Weirdly, the original algo is showcased visually, very easy to understand even by 9th graders. While the new one...can't be or quanta woulnd't show it to us just like that?

What I'm trying to state is that if the new algo is so much better, that it can't be explained visually, then the simplicity perhaps was sacrificed, which was what kept the original algo going for 300 years...

magicalhippo

The paper has some examples, and a very clear one for the univariate case[1].

Yes, weird of Quanta to not include such an example.

[1]: https://arxiv.org/html/2311.06374v2#S5.F1

asplake

The illustrated example isn’t multivariate and can be drawn in 2 dimensions.

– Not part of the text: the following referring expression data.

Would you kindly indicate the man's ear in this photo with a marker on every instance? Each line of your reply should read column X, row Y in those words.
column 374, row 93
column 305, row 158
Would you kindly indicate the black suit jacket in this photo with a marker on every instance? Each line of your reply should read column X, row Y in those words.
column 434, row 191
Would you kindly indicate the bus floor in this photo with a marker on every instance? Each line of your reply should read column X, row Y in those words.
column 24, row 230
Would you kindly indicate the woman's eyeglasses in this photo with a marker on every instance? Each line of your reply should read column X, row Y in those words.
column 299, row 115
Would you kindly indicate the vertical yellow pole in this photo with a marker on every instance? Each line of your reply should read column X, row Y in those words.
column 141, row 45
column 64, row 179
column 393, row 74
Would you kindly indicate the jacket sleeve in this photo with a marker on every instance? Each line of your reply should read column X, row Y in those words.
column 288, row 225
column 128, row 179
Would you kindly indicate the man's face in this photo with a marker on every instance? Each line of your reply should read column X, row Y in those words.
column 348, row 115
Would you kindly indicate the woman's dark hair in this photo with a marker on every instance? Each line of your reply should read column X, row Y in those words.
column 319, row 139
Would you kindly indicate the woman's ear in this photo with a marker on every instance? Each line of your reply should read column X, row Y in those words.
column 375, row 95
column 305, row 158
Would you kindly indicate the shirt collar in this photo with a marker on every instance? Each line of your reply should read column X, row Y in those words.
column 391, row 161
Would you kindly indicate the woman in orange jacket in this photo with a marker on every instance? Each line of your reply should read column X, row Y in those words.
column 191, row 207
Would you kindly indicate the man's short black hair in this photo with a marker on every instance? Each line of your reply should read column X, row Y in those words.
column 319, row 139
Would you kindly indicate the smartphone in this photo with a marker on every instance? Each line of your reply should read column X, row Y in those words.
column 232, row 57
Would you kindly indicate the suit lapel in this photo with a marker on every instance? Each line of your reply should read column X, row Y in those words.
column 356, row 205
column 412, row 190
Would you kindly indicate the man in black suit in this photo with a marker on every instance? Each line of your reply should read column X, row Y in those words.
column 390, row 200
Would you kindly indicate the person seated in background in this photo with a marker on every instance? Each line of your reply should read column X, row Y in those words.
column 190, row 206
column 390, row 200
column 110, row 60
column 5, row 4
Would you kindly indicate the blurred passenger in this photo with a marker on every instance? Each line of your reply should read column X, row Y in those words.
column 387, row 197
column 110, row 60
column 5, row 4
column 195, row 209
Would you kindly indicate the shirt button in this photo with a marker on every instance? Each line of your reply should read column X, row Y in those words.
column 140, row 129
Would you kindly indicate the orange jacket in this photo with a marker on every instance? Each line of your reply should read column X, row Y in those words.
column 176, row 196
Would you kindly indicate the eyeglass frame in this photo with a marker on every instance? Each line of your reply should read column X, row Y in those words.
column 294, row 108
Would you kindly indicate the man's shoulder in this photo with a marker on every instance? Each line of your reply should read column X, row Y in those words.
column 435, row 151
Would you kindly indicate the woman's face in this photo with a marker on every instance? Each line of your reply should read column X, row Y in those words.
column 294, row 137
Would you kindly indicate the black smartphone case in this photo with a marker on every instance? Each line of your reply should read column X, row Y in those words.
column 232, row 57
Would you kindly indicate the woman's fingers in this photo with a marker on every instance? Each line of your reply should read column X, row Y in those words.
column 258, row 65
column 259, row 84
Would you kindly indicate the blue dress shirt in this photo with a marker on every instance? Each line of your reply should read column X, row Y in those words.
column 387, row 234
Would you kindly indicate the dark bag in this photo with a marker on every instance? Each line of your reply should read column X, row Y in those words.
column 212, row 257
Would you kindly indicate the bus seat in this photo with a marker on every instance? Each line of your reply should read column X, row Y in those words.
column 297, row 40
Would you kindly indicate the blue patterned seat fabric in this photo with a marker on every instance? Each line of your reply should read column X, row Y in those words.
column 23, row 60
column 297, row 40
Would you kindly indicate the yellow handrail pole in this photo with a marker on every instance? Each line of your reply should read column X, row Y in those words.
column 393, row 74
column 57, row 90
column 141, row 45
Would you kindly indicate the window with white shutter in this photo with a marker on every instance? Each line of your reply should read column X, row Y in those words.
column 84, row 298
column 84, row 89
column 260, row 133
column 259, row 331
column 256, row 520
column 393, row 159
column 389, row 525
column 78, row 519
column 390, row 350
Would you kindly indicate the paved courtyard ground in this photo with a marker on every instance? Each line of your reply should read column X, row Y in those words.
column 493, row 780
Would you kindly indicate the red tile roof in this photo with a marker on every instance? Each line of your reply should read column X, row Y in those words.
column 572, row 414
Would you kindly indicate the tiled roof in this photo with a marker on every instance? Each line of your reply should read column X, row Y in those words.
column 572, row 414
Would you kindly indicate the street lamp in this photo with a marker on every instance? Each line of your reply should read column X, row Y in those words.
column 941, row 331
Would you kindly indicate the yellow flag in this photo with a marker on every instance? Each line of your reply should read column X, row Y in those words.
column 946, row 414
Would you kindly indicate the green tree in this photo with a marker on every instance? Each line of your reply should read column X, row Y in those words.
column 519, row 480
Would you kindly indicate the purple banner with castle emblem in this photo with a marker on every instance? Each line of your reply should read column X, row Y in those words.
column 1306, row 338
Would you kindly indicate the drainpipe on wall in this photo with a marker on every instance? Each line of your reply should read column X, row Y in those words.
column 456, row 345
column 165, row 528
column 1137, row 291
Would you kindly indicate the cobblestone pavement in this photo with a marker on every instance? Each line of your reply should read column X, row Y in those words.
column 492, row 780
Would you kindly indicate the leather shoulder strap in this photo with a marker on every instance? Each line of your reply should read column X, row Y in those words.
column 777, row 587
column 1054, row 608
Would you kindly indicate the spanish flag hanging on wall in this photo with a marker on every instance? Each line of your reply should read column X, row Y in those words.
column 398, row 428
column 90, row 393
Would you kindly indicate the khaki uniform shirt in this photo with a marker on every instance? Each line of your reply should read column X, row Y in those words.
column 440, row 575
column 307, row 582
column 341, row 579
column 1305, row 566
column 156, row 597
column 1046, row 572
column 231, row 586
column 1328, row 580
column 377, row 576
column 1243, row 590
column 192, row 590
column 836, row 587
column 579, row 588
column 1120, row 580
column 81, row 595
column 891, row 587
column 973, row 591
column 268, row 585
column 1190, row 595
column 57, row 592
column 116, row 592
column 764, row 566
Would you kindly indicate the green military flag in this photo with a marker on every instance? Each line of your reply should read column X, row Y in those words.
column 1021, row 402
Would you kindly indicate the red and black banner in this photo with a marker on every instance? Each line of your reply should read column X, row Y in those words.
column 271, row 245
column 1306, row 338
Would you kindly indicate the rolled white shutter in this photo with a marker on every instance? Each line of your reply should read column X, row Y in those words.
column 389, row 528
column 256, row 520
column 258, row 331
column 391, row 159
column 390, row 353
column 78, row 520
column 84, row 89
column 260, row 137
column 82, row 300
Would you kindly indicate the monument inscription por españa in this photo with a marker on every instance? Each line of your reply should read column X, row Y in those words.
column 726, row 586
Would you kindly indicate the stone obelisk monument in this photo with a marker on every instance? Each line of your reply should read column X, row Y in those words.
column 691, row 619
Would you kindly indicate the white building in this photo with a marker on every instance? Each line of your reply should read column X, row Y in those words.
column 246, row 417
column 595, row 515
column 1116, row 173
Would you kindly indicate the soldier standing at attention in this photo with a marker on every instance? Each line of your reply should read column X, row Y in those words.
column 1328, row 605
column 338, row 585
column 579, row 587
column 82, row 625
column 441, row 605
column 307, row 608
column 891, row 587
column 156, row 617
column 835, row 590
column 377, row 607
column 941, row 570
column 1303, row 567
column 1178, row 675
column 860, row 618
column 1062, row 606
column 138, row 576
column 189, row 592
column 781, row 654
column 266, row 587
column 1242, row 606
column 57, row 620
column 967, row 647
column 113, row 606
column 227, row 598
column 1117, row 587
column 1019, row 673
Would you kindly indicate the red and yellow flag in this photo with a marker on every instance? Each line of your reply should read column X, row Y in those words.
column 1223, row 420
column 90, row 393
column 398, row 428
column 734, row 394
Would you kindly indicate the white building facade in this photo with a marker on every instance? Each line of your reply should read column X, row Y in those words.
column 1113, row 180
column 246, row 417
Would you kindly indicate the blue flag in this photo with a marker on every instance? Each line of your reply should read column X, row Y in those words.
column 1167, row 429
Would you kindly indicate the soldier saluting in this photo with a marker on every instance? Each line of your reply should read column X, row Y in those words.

The harder examples are also harder to visualise.

vlovich123

> My understanding is that the proposed method is faster in the sense of sampling efficiency (of the cost function to construct the Taylor series), but not in the sense of FLOPS. The higher derivatives do not come for free.

Sure, but as long as this remains cheaper than the process of computing the next convergence, this would still be a net win. For example the article talks about how AI training uses gradient descent and I’m pretty sure that the gradient descent part is a tiny fraction of the time spent training vs evaluating the math kernels in all the layers; therefore taking fewer steps should be a substantial win.

djoldman

> Like the original version of Newton’s method, each iteration of this new algorithm is still computationally more expensive than methods such as gradient descent. As a result, for the moment, the new work won’t change the way self-driving cars, machine learning algorithms or air traffic control systems work. The best bet in these cases is still gradient descent.

Unfortunately not.

alexchamberlain

Each iteration is (much) more expensive, but you should be able to get to the final answer in fewer iterations.

ErigmolCt

What I find fascinating is that, after 300 years, Newton's core idea still underpins so much of modern optimization

teleforce

Please check this excellent video describing and explaining on 200 years of logic, optimization and constraint programming since the pioneering work of George Boole [1].

Towards the end of the video you can also see Donald Knuth asking questions on the presentation.

[1] Logic, Optimization, and Constraint Programming: A Fruitful Collaboration (2023) [video]:

https://www.youtube.com/live/TknN8fCQvRk

JDEW

> “Our algorithm right now is provably faster, in theory,” Ahmadi said. He’s hopeful, he added, that in 10 to 20 years, it will also be so in practice.

imtringued

Using semidefinite programming to find a better taylor expansion in your newton step sounds like crazy talk to me. No way this could ever be practical.

Remember that semidefinite programming is often implemented via the interior point method, which is an application of Newton's method with inequality constraints.

DrNosferatu

Is this reporting on the Newton approximation method or on an update to the Newton method?

magicalhippo

The paper is about Newton's method in optimization.

user3939382

The TI-83+?

bbor

Very, very cool -- thanks for posting! Quanta is yet again proving itself to be the very best casual science publication in the English-speaking world. This is a short one, but as always, clean, original graphics + big pictures of the participants is a winning combo IMO.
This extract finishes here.